This quote comes from the Call for Papers of the Joint Conference of the International Federation of Television Archives (FIAT/IFTA) and the International Association of Sound and Audiovisual Archives (IASA) which is currently ongoing online. When reading this statement one might think that the digital transformation has lead audiovisual archives beyond the classic challenges of archive management. Nothing could be further from the truth. In my opinion, audiovisual archives today face five major challenges.

The first challenge I’d put forward in the era of full digitization is … digitization. Analog audiovisual carriers, especially magnetic tapes, degrade rapidly.
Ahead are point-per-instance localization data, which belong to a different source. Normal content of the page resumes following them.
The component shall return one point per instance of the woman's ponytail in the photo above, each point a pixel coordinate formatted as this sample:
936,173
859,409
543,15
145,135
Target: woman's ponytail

But maybe worse: the players are becoming obsolete, spare parts are no longer available and specialized knowledge disappears. Experts agree that these two effects combined will make large-scale digitization of audiovisual carriers effectively unaffordable sometime between 2023 and 2028. This two-headed monster that Mike Casey (Indiana University) called ‘Degralescence’ is almost defeated in some places in the western world. But elsewhere it got the help of its villain accomplices Dissension and Austerity. FIAT/IFTA’s annual Timeline survey showed in 2019 that even in prosperous Europe almost half of the audiovisual archives is not yet halfway done with getting their collection digitised. In 2019 the UNESCO Information for All Programme (IFAP) together with IASA surveyed magnetic tapes collections worldwide. While the results are being processed fear has it that millions of carriers are still waiting to be rescued. When it comes to audiovisual digitization, it is time to shift the efforts not one but two gears up.

With the digitization race still on, a second huge challenge is awaiting us. The written terms we formulate our queries in aren’t there in audio or video, so textual description is required to make audiovisual archives searchable. Furthermore, the exploding amount of audiovisual material produced by humankind also has huge archival impact. Describing all images and sounds manually is no longer an option. Since 25 years or more it has been anticipated that algorithms could take over this task. No wonder that audiovisual archives were amongst the first ones to jump on the bandwagon of artificial intelligence. But the conversations on this topic have an interesting parallel with teenage sex: everyone talks about it, but hardly anyone really knows how to do it. Still many think that all the rest are doing it, so they claim that they are doing it too. When push comes to shove, according to a FIAT/IFTA survey from 2017 only one out of ten audiovisual archives already leaves archival description tasks to the computer.

When it comes to making their mark online, audiovisual archives have to deal with a third, tough challenge: copyrights, ethical and privacy rights. It might not always seem so, but most audiovisual archives would definitely love to show and tell more online, because the value is in the use. But a first hindrance is called copyright, preventing audiences worldwide to get online access to the archives they oftentimes funded through their tax payments. On the other hand many archives are heavily pushed to look for sources of revenue beyond the eternal government subsidies or grants, such as … archival sales. Add to that: the recent tightening of privacy legislations, for example in the EU. If faces and voices are considered personal data, trying to obtain consent for just about every fragment they’d like to publish online becomes an immense challenge for European archives. At the FIAT/IFTA conference in 2018, Gianna Bianchi-Clerici, member of the Italian Privacy Authority, said what many thought but no one dared to say: GDPR legislation is de facto impracticable for audiovisual archives.

The fourth challenge I’d like to raise is about digital preservation. The digital storage infrastructures of many audiovisual archives are comparable to those of major banks. Evidently also the required competencies of audiovisual archivists are rapidly changing. It is all about digital sustainability, system documentation, avoiding vendor lock-in, fighting file format obsolescence via large scale migration operations, etc. Digital operations can be done on a much larger scale than manual ones, but ‘digital’ is not a synonym for ‘no effort required.’ At least one iron law of the analog archive also applies in a digital one: nothing is ever preserved, everything is just being preserved.

The fifth and final challenge is less visible than the others, but all the more sensible. It’s about legitimacy and repositioning in a changing social and political landscape. Audiovisual heritage is probably the only kind of tangible heritage of which by far the largest collections are acquired, stored, digitised, managed and used by institutions who rarely have it in their mission to do so: broadcasters and other media organisations. But heavy financial pressure often urges them to refocus on their core business and decrease archival investments. Still, their archives often sharply show the internal contradictions of society, relativizing the present through a confrontation with the past. Especially public broadcasters’ archives can be a defiance to those wanting to impose simple solutions for complex problems. This means that a strong shield for the protection of democracy is threatened.

Notwithstanding the five challenges outlined above, audiovisual archives are above all a treasure trove of great opportunities. Their unique value for our society today is in the combination of two major assets: the story-telling power of the past stored on tangible and virtual vaults, and the imaginative power of sounds and moving images. These two together can transform each audiovisual archive into a laboratory where these strengths can jointly be expressed to the fullest, a gold mine of the individual and the collective memory.